Я смотрел на нее и не находил того, что знал всю жизнь, не мог понять, куда оно девалось, стало незнакомым. Не возраст меня оттолкнул, как он открылся моему помолодевшему зрению, а
незнакомость.Помню, посетил я через тридцать лет после того, как покинул, свою деревню, отчий дом. Скорчилась изба, одряхлела, но все-таки угадывались в ней родные приметы, щемяще тоскливо, а знакомо. Тут же самый близкий еще два часа назад человек — и ничего, пусто. Она тоже смотрит недоуменно и видит туманным своим зрением чужого, молодого, безусого…
— Вам кого, — спрашивает, — если, — называет мое имя-отчество, — то он выехал за город на три дня.

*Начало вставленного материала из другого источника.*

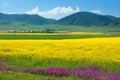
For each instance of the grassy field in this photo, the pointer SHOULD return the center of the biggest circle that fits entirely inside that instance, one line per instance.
(60, 51)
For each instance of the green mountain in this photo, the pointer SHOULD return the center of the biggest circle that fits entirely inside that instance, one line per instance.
(115, 22)
(30, 19)
(85, 19)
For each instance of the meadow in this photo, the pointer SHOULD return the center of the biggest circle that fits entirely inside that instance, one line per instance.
(59, 51)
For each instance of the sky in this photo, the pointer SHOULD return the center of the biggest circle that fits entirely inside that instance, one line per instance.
(58, 9)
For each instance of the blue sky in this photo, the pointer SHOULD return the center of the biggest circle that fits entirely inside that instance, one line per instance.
(59, 8)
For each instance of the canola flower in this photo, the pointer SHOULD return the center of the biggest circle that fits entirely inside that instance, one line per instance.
(94, 49)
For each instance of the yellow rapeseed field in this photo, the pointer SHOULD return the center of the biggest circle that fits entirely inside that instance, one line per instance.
(93, 49)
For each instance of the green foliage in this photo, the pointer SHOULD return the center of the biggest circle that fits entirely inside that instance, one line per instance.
(53, 37)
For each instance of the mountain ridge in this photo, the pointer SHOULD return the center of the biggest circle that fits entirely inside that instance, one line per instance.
(85, 19)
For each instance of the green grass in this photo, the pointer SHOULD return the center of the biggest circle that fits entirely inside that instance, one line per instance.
(54, 37)
(57, 27)
(27, 76)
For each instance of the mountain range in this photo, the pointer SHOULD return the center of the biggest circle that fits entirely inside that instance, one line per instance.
(25, 18)
(77, 19)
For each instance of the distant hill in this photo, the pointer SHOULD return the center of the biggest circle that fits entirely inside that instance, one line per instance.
(85, 19)
(115, 22)
(30, 19)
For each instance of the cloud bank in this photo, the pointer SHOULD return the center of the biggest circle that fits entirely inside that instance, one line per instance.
(96, 11)
(55, 13)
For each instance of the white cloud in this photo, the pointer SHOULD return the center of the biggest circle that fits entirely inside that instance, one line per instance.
(6, 5)
(96, 11)
(55, 13)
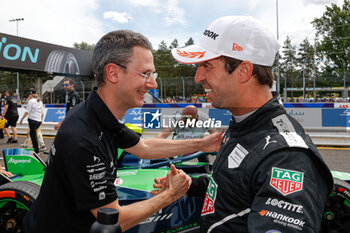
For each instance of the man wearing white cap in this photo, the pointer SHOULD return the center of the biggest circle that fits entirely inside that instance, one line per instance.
(268, 175)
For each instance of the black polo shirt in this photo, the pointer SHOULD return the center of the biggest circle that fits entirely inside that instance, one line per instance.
(73, 99)
(81, 169)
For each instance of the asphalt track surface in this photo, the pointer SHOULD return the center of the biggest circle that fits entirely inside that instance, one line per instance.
(337, 158)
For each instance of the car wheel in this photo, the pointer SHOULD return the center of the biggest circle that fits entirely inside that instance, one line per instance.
(15, 200)
(336, 216)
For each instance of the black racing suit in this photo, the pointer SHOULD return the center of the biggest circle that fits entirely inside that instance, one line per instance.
(268, 177)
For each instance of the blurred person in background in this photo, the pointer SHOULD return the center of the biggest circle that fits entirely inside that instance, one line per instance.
(11, 115)
(35, 117)
(72, 97)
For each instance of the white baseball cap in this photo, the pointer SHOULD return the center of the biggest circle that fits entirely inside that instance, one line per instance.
(240, 37)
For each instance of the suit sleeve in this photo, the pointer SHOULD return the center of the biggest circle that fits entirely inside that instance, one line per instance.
(291, 188)
(199, 186)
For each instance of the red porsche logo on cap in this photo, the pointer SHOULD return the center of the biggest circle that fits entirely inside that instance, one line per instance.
(236, 47)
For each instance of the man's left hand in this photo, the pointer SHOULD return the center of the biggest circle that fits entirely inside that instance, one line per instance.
(212, 142)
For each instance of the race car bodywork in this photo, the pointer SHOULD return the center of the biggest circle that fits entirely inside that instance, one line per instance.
(134, 183)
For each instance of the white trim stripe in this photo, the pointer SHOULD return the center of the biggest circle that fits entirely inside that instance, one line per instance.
(240, 214)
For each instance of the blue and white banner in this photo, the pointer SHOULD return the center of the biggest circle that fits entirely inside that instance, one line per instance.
(55, 114)
(336, 117)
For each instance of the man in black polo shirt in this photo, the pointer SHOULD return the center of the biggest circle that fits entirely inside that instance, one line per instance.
(82, 165)
(72, 97)
(11, 115)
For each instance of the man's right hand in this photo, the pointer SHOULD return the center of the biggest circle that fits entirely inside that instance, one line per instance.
(177, 182)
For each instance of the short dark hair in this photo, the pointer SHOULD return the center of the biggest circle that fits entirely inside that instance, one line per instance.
(9, 91)
(115, 47)
(262, 73)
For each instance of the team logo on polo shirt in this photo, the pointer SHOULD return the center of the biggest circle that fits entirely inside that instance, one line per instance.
(151, 119)
(286, 181)
(210, 196)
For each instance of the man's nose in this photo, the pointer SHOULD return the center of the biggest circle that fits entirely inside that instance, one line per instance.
(200, 74)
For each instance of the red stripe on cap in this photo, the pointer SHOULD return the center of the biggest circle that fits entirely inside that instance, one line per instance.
(4, 194)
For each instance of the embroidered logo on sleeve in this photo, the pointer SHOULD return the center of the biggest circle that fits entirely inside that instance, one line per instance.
(236, 156)
(287, 131)
(286, 181)
(210, 196)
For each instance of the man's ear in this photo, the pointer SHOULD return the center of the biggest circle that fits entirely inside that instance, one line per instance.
(112, 72)
(245, 71)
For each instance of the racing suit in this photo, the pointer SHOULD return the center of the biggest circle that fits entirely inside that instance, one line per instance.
(268, 177)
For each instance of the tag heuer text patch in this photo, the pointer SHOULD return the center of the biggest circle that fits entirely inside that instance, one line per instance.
(210, 196)
(286, 181)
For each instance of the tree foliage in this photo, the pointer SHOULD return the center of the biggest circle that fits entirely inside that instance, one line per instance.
(333, 29)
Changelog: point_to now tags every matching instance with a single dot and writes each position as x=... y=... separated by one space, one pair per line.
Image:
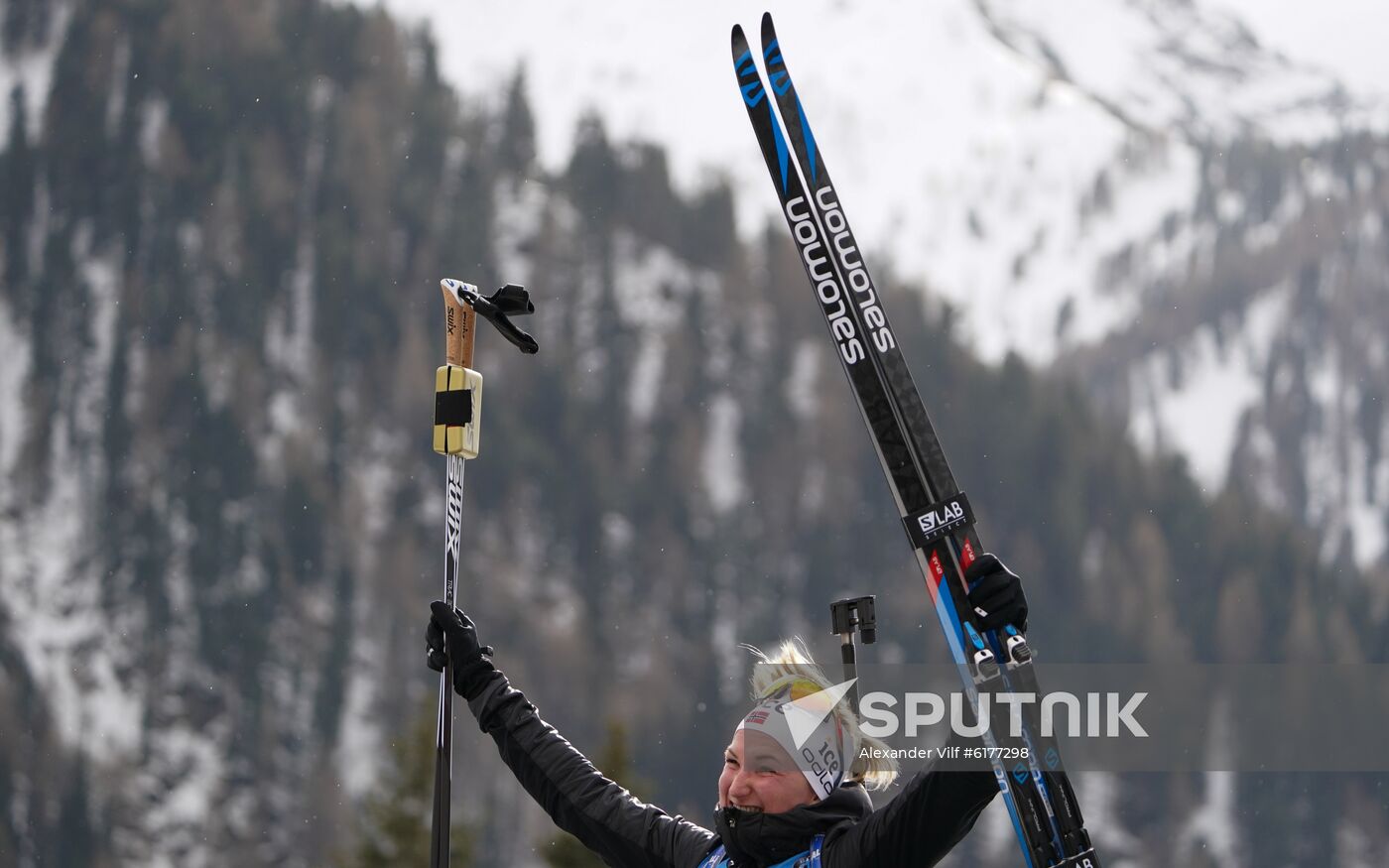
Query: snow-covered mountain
x=1053 y=171
x=221 y=228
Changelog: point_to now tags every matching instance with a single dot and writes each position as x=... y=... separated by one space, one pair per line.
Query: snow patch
x=31 y=68
x=722 y=464
x=1198 y=412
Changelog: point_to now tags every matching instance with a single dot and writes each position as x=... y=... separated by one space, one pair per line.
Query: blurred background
x=1134 y=250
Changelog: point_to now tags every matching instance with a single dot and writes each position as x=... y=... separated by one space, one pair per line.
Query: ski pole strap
x=940 y=520
x=453 y=406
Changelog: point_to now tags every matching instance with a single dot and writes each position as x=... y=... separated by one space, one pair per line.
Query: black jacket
x=919 y=826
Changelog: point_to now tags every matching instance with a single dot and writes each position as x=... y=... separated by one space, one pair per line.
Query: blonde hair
x=877 y=770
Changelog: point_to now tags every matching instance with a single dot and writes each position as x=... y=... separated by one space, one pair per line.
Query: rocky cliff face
x=219 y=520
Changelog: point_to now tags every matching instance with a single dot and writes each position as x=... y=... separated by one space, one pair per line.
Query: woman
x=773 y=809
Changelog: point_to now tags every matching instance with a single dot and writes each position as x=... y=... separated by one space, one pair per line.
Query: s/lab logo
x=927 y=525
x=947 y=516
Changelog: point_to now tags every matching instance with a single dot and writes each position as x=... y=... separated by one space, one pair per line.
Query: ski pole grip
x=460 y=329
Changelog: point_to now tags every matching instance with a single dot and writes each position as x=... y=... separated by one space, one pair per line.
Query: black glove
x=996 y=594
x=453 y=638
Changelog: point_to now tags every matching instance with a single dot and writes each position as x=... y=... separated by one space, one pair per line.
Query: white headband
x=798 y=714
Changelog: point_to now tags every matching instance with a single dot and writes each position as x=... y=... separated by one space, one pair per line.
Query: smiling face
x=760 y=777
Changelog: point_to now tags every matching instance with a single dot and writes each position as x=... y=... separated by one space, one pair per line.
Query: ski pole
x=849 y=615
x=455 y=436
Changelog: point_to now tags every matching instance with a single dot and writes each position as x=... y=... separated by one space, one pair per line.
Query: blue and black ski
x=935 y=513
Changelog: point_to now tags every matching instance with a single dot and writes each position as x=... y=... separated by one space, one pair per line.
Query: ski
x=1018 y=673
x=1024 y=805
x=935 y=513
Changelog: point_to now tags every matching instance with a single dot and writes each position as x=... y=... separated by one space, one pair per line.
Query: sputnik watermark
x=1108 y=715
x=1103 y=714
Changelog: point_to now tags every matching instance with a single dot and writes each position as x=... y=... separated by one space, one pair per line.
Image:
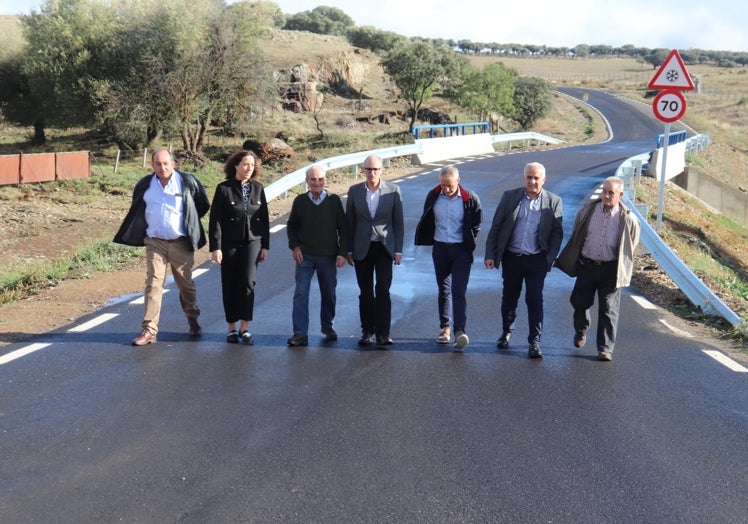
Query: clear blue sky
x=719 y=25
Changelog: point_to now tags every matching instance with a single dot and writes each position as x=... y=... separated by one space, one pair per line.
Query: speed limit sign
x=669 y=105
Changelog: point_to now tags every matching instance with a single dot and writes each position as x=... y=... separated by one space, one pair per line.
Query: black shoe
x=383 y=340
x=246 y=338
x=503 y=342
x=195 y=329
x=298 y=340
x=330 y=335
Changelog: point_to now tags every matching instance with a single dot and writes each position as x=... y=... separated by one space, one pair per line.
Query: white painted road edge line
x=93 y=323
x=18 y=353
x=725 y=361
x=643 y=302
x=676 y=330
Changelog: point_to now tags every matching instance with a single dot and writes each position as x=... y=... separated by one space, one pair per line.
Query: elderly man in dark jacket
x=451 y=219
x=600 y=254
x=525 y=237
x=165 y=218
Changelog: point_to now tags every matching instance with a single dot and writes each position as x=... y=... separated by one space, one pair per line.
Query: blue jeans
x=452 y=264
x=530 y=270
x=327 y=278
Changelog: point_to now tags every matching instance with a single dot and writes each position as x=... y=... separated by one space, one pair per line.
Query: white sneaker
x=461 y=339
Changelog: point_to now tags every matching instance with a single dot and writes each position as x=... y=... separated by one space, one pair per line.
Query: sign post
x=669 y=105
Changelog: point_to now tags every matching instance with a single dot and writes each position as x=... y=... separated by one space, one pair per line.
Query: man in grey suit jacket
x=525 y=237
x=374 y=210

И медленно, как будто ждет от меня еще чего-то, закрывает дверь. Вот защелкнулся замок, вот ширкнула задвижка, вот удалились шаги. Я отмечаю, и ничего больше нет в голове, и в ногах окаменение — не двинутся. Вдруг с возмущением подумал: а чай? Как будто у меня из рук вырвали чашку с чаем, а мне кажется — по ошибке, надеюсь, что все сейчас наладится, опять пойдет по-заведенному. Этажом выше хлопнула дверь, я почему-то испугался, кинулся вниз и чуть не бегом выскочил из подъезда, а там со двора на улицу, словно надеялся, что подхватит меня общее ее движение и доставит к месту. Где же теперь мое место? Не оттого ли люди, дошедшие до крайности в домашней сваре, расхлестанные, выскакивают, сами не понимая зачем, на улицу. Выскакивают и, охваченные движущейся, пусть даже равнодушной к ним реальностью, возвращаются в колею, замечают свою расхлестанность, неуместность и отступают со стыдом ли, с просветлением ли. Я же поплыл вместе с улицей, только тогда понял, про какой загород, про какие три дня за городом сказала моя жена. Договорился с соседом по дому помочь ему оборудовать жилье на садовом участке и собирался ехать к нему сразу после бани, не заходя домой. Три дня, три дня, соображал я, три дня, а что дальше. Талдычил: три дня, три дня не хуже, чем Германн в «Пиковой даме» — три карты, и не исключено, что вслух — от ошарашенности. Ноги соображали лучше, чем голова, потому что совершенно не помню, как они привели меня на вокзал и посадили в электричку. И до самого садового участка вели меня не голова с глазами, а ноги с пятками. Соседа своего буду называть не его именем — Петровичем, Иванычем и по-другому, хоть Морковичем, чтобы не давать ни его, ни своего адреса и еще чтобы передать свое тогдашнее бесшабашное, озорное от молодости настроение. Увидел Петровича на его участке тоже как-то механически и сразу же брякнул.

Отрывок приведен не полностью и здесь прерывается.